The second day of the WebExpo Conference 2025 left a particularly strong impression on me, especially the talk titled “Lost in the Hospital: How Not to Design Wayfinding for Better CX” presented by Ladislava Zbiejczuk Suchá & Michaela Holubec Birtusová.

Personal Experience Meets Professional Interest
Just a few days before the conference, I was at Bulovka Hospital in Prague, trying to find the emergency department. Despite being a large and well-known hospital, the signage and navigation inside the building were extremely confusing. The experience was stressful, and I felt helpless, even though I’m someone who works with systems and interfaces regularly. That moment made me think: if I’m struggling this much, how difficult must it be for someone who’s older, under stress, or unfamiliar with the language?
So when this talk began and addressed the exact issue I had just experienced, it felt like validation. But it also reminded me of something important: UX design is not just for screens, it’s everywhere.

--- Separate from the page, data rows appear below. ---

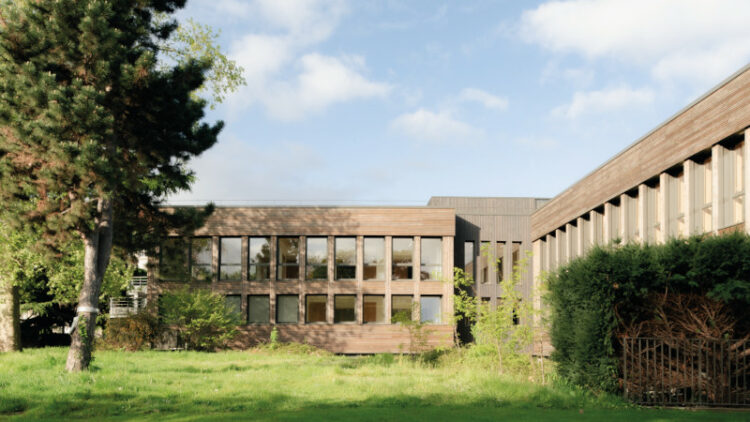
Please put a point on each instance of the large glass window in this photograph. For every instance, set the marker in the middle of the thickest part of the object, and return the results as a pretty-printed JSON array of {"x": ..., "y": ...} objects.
[
  {"x": 258, "y": 309},
  {"x": 346, "y": 258},
  {"x": 287, "y": 309},
  {"x": 173, "y": 264},
  {"x": 315, "y": 308},
  {"x": 288, "y": 258},
  {"x": 374, "y": 253},
  {"x": 401, "y": 305},
  {"x": 469, "y": 258},
  {"x": 343, "y": 308},
  {"x": 403, "y": 258},
  {"x": 431, "y": 263},
  {"x": 373, "y": 309},
  {"x": 234, "y": 305},
  {"x": 429, "y": 309},
  {"x": 317, "y": 258},
  {"x": 201, "y": 256},
  {"x": 230, "y": 258},
  {"x": 259, "y": 265},
  {"x": 500, "y": 261}
]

The photo I took at the Bulovka hospital – the “parking machine” which is used for paying the emergency fee.
Wayfinding as a UX Problem
The speakers framed wayfinding as part of the broader user experience (UX) landscape. A hospital is essentially a high-stakes user journey: people are often navigating it under stress, pain, or confusion. In this environment, clarity and guidance aren’t just “nice to have”, they’re critical.
They explained that many wayfinding systems fail because they’re designed from the perspective of the institution, not the user. Designers often rely on internal logic (like room numbers or departmental hierarchies) instead of thinking through the lens of a visitor who just needs to get to radiology, fast. This disconnect is a classic UX mistake.

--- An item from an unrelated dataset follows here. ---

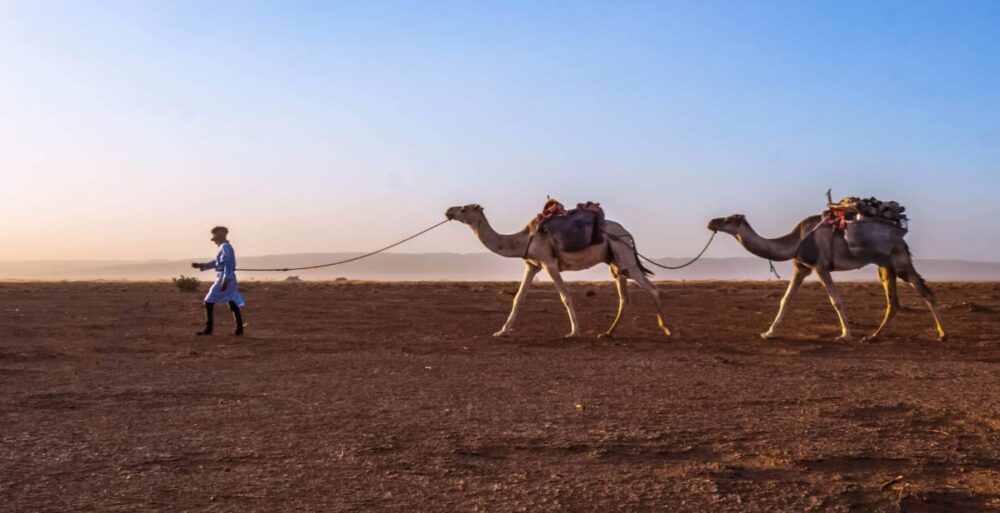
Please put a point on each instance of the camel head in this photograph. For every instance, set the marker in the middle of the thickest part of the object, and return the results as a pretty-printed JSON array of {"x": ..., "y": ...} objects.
[
  {"x": 469, "y": 214},
  {"x": 730, "y": 225}
]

Design Thinking in Real Life
This talk demonstrated how design thinking, empathize, define, ideate, prototype, test, can be applied to physical environments just as much as digital ones. From interviews with hospital patients to prototyping new signage and color-coding systems, the speakers illustrated a user-centered approach to solving a tangible, real-world problem. It reminded me of a core UX principle: your design is only as good as its usability in the context it will actually be used.

Final Thoughts
UX design doesn’t stop at the edge of a screen. The “Lost in the Hospital” talk was a powerful reminder that every user experience, whether it’s tapping a button or walking through a corridor, is shaped by intentional or unintentional design choices. As a future UX professional, I want to be someone who makes those choices with empathy, clarity, and accessibility in mind. Because when design fails, people suffer, but when it succeeds, people thrive.